This case presents severe periodontal disease. The only logical treatment plan is full extractions and new denture.
The virulence of the periodontal affection and the severe bone ridge damage, with too many irregularities, suggest a prudential approach for the implant surgery. I prefer having the teeth extracted and wait until the bone ridge is in better, safer shape and the bacteria in the mouth have cleared up.
So, the patient is sent to her general dentist for full extractions and temporary denture placement.
We wait 4 1/2 months, with periodical checks to prevent from a sudden ridge collapse. The longer the wait, the safest the implant surgery (more regular bone and healthier flora), but you have to be ready for an eventual fast bone resorption that may be the signal to program an immediate implant surgery, not to lose much bone height or width.
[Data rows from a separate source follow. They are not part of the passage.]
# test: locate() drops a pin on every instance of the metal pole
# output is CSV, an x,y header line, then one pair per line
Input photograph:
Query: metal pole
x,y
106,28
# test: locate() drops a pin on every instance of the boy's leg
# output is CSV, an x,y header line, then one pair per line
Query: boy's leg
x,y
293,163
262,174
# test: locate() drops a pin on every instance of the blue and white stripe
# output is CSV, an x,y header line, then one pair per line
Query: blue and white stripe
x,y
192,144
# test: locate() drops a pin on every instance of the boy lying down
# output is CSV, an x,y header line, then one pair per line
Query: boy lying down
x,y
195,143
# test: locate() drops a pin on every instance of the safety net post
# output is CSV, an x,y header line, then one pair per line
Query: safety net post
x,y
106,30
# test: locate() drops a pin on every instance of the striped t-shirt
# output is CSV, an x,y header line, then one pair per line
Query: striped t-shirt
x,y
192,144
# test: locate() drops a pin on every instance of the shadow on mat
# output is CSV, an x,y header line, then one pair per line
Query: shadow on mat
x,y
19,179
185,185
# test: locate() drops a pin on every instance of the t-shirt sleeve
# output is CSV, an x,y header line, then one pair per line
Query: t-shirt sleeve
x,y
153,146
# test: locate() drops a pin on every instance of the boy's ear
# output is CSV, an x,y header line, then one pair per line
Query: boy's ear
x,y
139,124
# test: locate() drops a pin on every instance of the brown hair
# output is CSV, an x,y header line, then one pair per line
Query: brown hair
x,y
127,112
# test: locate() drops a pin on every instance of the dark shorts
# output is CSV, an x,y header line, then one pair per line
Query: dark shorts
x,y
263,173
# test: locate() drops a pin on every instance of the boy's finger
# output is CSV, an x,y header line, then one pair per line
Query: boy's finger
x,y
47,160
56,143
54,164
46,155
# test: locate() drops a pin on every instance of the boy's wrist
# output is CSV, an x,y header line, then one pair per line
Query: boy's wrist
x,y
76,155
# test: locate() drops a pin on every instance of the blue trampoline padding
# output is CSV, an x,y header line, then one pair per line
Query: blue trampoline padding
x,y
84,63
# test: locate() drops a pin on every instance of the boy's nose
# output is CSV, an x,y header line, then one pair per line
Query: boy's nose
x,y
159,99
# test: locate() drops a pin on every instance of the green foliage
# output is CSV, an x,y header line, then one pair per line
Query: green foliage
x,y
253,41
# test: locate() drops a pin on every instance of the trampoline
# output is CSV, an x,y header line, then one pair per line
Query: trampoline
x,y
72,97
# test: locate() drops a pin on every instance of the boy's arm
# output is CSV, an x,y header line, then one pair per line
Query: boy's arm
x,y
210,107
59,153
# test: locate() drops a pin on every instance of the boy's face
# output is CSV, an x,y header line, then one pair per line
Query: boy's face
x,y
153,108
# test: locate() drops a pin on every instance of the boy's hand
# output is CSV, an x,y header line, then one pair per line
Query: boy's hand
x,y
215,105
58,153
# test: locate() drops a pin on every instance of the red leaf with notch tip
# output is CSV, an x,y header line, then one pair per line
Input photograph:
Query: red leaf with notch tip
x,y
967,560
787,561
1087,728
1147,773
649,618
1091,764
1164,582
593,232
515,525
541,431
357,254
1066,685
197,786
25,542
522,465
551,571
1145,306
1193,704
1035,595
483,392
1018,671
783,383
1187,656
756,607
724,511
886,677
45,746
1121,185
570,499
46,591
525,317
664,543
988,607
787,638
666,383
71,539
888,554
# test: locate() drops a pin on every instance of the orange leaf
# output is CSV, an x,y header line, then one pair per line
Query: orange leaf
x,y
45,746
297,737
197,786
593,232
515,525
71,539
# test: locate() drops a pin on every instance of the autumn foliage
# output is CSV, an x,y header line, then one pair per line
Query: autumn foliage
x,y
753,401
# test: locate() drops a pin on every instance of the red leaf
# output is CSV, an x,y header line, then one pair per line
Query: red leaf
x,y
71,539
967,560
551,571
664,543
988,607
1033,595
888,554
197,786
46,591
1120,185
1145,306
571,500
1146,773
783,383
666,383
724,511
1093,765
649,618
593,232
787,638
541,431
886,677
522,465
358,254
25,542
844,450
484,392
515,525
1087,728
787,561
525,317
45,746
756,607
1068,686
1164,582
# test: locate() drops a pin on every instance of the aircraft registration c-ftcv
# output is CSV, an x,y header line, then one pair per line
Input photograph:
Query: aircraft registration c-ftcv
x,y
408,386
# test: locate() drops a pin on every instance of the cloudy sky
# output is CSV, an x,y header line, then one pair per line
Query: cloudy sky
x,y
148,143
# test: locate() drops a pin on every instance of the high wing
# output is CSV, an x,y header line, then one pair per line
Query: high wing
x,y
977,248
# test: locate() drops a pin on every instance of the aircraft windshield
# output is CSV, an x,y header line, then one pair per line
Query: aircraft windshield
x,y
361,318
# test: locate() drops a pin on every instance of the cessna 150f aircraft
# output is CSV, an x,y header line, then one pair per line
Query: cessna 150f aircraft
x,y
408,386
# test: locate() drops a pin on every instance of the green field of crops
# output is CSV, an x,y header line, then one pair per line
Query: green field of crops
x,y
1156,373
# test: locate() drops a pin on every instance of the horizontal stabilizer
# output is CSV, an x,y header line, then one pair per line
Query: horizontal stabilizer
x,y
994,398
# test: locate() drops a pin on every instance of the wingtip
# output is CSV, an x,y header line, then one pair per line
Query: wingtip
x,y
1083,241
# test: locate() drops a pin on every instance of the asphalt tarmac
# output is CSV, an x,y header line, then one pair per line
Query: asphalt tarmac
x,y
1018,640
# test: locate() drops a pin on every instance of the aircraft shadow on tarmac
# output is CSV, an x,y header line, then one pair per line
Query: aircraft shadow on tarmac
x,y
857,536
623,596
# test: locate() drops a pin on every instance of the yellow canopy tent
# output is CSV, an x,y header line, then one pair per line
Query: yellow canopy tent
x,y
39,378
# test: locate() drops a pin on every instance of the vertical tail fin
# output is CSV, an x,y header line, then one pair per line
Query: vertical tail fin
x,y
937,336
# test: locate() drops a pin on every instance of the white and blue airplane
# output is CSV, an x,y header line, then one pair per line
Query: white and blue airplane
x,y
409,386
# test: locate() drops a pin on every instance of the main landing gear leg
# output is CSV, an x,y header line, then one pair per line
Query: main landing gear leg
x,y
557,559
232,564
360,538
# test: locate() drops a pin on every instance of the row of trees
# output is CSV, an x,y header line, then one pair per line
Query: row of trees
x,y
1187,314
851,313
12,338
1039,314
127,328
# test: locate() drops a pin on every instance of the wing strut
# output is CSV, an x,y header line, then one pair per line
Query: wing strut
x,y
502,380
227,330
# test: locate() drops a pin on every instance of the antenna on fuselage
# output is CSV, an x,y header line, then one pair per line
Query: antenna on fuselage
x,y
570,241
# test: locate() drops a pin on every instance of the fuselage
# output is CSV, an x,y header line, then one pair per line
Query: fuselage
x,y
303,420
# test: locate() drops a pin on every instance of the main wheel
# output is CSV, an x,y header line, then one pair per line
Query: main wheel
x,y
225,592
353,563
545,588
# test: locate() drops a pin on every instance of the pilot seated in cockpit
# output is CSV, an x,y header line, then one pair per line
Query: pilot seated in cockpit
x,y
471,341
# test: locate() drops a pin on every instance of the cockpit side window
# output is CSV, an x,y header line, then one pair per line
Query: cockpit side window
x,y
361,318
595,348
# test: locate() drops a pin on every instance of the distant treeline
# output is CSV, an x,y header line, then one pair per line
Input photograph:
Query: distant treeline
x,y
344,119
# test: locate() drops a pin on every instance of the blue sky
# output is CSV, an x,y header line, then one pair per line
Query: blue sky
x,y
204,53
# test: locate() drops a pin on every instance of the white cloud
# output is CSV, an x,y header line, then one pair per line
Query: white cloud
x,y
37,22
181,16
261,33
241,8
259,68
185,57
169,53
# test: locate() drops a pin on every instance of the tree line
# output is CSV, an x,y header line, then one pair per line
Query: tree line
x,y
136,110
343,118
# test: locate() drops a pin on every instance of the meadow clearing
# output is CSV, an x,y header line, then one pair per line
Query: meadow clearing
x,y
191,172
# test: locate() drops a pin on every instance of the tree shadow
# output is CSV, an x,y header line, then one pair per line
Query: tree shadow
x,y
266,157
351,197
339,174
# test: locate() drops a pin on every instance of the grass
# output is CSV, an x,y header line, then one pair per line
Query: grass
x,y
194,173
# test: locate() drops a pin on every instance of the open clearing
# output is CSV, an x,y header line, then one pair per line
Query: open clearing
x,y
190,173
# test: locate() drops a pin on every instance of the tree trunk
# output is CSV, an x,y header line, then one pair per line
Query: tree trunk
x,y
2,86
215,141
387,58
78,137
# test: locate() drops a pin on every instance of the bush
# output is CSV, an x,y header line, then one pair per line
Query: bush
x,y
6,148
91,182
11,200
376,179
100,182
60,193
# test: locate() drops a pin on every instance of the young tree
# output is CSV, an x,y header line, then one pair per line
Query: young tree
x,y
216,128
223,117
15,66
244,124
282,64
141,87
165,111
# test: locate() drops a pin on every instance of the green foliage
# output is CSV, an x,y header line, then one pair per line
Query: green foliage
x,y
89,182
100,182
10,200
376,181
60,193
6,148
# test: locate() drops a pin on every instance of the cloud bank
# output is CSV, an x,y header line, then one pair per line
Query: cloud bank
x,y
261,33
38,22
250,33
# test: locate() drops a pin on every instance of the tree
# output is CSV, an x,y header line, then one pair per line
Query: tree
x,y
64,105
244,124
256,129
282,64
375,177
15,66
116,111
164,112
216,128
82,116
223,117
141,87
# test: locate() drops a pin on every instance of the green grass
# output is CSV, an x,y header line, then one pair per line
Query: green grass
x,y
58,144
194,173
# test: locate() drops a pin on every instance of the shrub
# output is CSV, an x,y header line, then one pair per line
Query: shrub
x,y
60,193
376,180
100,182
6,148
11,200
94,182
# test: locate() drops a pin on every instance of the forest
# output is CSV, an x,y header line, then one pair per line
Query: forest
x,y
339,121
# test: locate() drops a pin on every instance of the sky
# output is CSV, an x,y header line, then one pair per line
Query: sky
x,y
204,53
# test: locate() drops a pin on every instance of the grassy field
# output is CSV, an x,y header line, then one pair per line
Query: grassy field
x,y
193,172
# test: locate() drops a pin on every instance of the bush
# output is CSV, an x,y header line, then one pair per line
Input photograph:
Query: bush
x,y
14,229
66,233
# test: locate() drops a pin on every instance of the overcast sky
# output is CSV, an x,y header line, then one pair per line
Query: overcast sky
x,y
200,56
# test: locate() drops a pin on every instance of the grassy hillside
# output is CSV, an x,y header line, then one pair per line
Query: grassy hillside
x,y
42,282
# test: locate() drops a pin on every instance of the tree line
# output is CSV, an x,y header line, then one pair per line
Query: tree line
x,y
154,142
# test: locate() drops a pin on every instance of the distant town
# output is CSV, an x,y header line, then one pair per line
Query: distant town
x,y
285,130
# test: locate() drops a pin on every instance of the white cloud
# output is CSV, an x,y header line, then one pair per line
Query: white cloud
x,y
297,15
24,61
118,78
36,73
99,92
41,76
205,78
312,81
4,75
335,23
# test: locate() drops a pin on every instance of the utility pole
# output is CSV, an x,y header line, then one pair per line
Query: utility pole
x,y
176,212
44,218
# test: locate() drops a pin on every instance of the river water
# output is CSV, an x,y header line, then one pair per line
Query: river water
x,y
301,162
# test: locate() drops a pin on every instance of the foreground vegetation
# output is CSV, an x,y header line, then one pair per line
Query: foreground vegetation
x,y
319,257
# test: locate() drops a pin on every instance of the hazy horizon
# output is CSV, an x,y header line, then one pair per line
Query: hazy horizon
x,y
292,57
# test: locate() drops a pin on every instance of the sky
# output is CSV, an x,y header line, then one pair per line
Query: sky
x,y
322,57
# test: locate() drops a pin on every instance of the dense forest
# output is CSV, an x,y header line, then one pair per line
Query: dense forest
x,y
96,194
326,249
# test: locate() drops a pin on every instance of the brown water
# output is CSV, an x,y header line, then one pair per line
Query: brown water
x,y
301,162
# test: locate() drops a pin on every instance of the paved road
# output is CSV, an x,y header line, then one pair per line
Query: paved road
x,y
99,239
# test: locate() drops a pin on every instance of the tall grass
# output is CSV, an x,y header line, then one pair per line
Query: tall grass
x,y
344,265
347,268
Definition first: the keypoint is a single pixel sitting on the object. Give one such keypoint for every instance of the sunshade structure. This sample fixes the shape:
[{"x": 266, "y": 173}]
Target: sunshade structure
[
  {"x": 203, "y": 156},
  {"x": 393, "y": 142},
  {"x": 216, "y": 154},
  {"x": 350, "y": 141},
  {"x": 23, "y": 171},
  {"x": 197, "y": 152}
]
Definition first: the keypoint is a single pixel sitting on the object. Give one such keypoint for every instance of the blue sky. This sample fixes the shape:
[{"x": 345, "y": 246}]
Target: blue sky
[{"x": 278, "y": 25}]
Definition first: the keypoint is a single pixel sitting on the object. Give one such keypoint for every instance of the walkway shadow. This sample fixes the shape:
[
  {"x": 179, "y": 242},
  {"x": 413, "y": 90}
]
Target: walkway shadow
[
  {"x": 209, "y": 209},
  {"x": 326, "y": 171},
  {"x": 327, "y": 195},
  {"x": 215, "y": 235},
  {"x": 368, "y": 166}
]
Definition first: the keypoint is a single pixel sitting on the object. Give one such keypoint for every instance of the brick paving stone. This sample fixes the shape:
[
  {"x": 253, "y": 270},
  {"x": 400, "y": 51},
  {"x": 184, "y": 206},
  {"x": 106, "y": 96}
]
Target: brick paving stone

In order to prepare an optimal fitting and esthetic prosthesis. I place the implants as parallel as possible, taking care not to perforate the vestibular bone, but sometimes, it happens.
If the space is limited, bone graft and membrane should be used to cover the vestibular defect and still keep the implant in the same place. But in this case there is plenty of space to insert the implant somewhere else.
Two weeks later I proceed to the upper maxillary implant surgery. The bone has a more rounded ridge and not as much concavity, but enough as to need a change in placement. The higher the number of implants, the bigger need for their parallelism. But, the angle that works fine in one bone section may not be as good in another portion of the bone. And perforations can happen. This could be prevented by CAD-CAM designed surgery, but it is also costly. It can be done with a little personal 3D view and surgical resources.
This is the final result after 6 months, ready for his general dentist to initiate the fixed prosthesis.